Cerebral hypoperfusion has been considered as major risk factor for Vascular Dementia (VaD). The present study shows the potential of Tadalafil, a phosphodiesterase-5 inhibitor, in bilateral common carotid artery occlusion (BCCAo) induced VaD in rats. BCCAo procedure was performed under anesthesia in wistar rats to induce VaD. Morris Water-Maze (MWM) parameter was employed on 7th day post-surgery to determine learning and memory.
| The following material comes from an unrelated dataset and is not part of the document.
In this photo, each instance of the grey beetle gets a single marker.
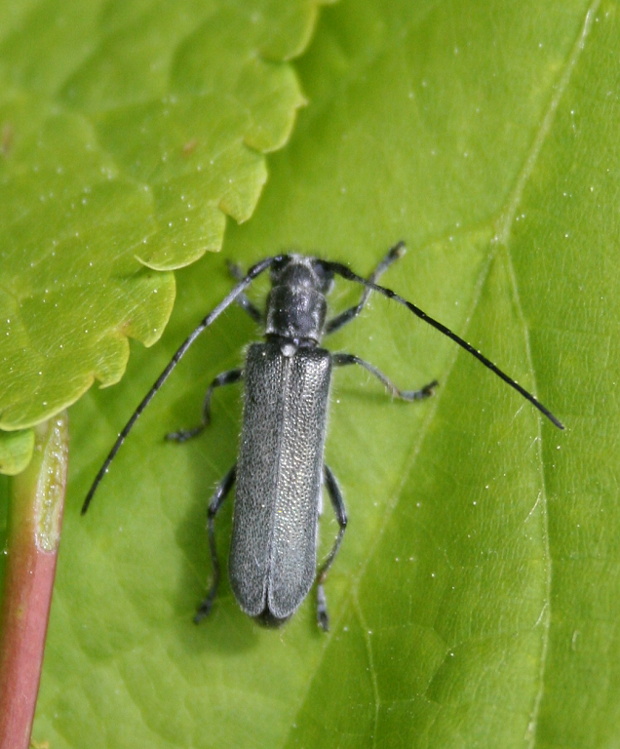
(280, 469)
Escape latency time, time spent in target quadrant, Path length and average swim speed taken as important parameters in MWM. Endothelial dysfunction was assessed in isolated aorta by observing endothelial dependent vasorelaxations and levels of serum nitrite. Various biochemical and histopathological estimations were also performed. BCCAo produced significant impairment in endothelium dependent vasorelaxation and a decrease in serum nitrite levels indicating endothelial dysfunction. Further poor performance on MWM represents impairment of learning and memory. There was a significant rise in brain oxidative stress level (indicated by increase in brain thiobarbituric acid reactive species and decrease in reduced glutathione levels). Increase in brain acetylcholinesterase activity; brain myloperoxidase activity and brain neutrophil infiltration (as marker of inflammation) were also observed. Treatment of Tadalafil (5 & 10 mg/kg, p. o.)/Donepezil (0. 5 mg/kg, i.p., serving as standard) ameliorated BCCAo induced endothelial dysfunction; memory deficits; biochemical and histopathological changes in a significant manner. It may be concluded that Tadalafil has shown efficacy in rat model of BCCAo induced VaD and that phosphodiesterase-5 can be considered as an important therapeutic target for the treatment of VaD.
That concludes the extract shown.